Etat d'urgence à Tbilissi

le 07 novembre 2007 à 12h58 , mis à jour le 07 novembre 2007 à 22h24

Le président Saakachvili, accusant Moscou d'être derrière les manifestations qui réclament sa démission, a aussi expulsé du personnel de l'ambassade russe.

[Expiré] [Expiré] Mikhaïl Saakachvili © AFP/Olivier Morin

C'est la plus importante contestation populaire en Géorgie depuis la Révolution de la rose, en novembre 2003, qui s'était traduite par le départ du président Cheverdnadzé et par l'arrivée au pouvoir de Mikheïl Saakachvili, alors opposant pro-occidental. Mais quatre ans après, les rôles sont changés et c'est ce même Saakachvili qui se trouve en butte aux manifestations. Elles ont commencé après l'arrestation, le 27 septembre dernier, de l'ex-ministre de la Défense Irakli Okrouachvili pour corruption, blanchiment et abus de pouvoir.

Or, ce même ministre de la Défense accusait le président et ex-opposant d'avoir ordonné le meurtre de personnalités... Il a été libéré début octobre après avoir versé une caution de quatre millions d'euros et affirme depuis avoir été contraint de retirer de graves accusations contre le président géorgien et de s'exiler en Allemagne. Okrouachvili a quitté la Géorgie le 1er novembre, à la veille d'une première grande manifestation contre le président, et ses avocats ont affirmé qu'il avait été mis de force dans l'avion.

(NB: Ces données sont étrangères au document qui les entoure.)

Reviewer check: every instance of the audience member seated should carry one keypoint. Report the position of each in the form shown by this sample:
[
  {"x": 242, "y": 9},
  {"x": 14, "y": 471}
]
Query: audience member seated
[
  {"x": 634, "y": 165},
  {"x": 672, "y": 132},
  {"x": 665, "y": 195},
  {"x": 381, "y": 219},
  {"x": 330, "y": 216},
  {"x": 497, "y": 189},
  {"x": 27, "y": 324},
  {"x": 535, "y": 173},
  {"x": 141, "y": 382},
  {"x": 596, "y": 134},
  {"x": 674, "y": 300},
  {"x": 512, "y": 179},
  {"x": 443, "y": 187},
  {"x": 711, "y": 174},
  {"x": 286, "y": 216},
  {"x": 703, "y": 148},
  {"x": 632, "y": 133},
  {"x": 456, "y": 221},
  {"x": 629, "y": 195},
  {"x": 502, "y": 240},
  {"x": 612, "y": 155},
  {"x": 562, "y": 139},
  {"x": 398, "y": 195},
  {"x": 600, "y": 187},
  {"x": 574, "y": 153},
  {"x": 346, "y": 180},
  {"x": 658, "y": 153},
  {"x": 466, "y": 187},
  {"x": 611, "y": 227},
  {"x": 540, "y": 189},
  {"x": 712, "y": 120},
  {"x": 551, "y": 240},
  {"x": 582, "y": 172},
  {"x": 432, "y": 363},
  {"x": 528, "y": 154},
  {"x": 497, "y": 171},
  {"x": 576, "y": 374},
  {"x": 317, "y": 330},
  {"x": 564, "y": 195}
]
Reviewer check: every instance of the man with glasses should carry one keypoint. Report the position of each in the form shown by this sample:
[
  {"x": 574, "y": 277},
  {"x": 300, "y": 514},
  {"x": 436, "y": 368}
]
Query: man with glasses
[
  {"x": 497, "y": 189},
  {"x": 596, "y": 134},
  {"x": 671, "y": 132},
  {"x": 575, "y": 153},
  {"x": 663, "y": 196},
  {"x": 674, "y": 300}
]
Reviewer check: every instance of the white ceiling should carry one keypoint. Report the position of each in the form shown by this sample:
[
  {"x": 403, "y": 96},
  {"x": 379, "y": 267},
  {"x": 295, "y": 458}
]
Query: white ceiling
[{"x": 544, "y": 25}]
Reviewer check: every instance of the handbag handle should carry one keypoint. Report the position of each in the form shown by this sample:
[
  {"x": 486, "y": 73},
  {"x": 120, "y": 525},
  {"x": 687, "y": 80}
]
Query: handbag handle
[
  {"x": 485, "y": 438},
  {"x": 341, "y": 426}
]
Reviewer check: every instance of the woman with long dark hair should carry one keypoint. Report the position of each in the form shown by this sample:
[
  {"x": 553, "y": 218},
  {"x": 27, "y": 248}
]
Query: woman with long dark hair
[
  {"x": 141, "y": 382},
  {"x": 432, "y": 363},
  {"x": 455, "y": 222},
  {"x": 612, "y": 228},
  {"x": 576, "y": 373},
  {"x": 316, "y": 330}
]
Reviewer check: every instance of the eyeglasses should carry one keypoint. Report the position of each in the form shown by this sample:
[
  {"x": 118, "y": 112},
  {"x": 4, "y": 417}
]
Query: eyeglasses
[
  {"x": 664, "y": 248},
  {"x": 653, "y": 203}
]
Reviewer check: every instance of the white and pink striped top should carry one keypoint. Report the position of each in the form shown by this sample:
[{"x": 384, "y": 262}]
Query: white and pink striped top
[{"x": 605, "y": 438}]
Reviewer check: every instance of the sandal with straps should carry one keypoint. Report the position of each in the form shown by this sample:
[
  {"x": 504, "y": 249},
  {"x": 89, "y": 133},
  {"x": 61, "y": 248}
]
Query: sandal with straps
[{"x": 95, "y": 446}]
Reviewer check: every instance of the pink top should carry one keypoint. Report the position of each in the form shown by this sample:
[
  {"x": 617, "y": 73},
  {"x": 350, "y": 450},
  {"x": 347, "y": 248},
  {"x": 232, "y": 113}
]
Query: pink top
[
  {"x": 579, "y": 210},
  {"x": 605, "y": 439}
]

Les services spéciaux russes pointés du doigt

Depuis plusieurs jours, les manifestations se succèdent à Tbilissi. La plus importante mobilisation a été observée vendredi, avec 50.000 manifestants. Saakachvili, qui tente de reprendre la main, a décrété l'état d'urgence dans la ville pour une durée de quinze jours. Toute la journée de mercredi, des accrochages se sont produits à divers endroits de la capitale après la dispersion de la manifestation sur l'artère principale de la ville, l'avenue Roustaveli. Le ministère de la Santé a indiqué que 360 personnes avaient demandé une aide médicale et que 109 avaient été hospitalisées. Par ailleurs, la chaîne géorgienne Imedi Television, proche de l'opposition, a cessé d'émettre mercredi soir juste après qu'un présentateur eut annoncé que des forces spéciales étaient entrées dans le bâtiment.

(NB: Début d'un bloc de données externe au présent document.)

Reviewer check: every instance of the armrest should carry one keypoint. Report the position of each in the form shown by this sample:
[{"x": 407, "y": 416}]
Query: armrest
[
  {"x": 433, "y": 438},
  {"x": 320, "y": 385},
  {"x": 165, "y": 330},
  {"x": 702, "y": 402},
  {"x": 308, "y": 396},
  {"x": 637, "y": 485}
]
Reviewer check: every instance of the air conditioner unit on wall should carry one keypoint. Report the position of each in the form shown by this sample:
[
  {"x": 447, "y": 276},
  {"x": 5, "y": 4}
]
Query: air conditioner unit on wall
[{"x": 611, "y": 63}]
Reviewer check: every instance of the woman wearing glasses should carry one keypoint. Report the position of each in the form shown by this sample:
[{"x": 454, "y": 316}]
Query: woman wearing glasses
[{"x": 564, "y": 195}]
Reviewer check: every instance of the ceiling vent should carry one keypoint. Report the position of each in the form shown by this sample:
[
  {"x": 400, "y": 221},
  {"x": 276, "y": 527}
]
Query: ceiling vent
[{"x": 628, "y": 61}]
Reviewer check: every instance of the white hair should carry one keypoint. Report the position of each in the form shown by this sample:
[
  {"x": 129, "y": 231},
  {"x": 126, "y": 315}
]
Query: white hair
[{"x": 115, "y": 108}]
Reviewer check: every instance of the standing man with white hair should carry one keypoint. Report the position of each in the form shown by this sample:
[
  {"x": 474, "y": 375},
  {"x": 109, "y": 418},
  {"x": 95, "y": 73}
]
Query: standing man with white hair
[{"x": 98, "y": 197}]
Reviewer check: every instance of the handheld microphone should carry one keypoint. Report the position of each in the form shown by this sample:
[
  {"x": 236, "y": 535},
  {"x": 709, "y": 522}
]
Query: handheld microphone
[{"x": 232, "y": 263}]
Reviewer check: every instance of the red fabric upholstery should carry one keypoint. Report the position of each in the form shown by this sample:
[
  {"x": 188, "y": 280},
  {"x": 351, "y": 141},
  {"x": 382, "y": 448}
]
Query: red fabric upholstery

Mais Saakachvili tente aussi de trouver un coupable en accusant la Russie de fomenter les troubles via ses services secrets. "La Géorgie fait face à des troubles et des hauts responsables des services spéciaux russes sont impliqués. Certains d'entre eux sont en Géorgie, d'autres à Moscou", a-t-il affirmé mercredi à la télévision géorgienne. "Certains collaborateurs (de l'ambassade) se sont livrés à des activités subversives, d'espionnage. Ils vont être déclarés persona non grata et quitter la Géorgie dans les jours qui viennent". Ces expulsions risquent de nouveau d'exacerber les relations russo-géorgiennes, déjà très tendues sur fond de séparatisme dans les régions géorgiennes d'Abkhazie et d'Ossétie du Sud, soutenues par Moscou. La Russie s'est d'ailleurs aussitôt émue de cette "provocation irresponsable".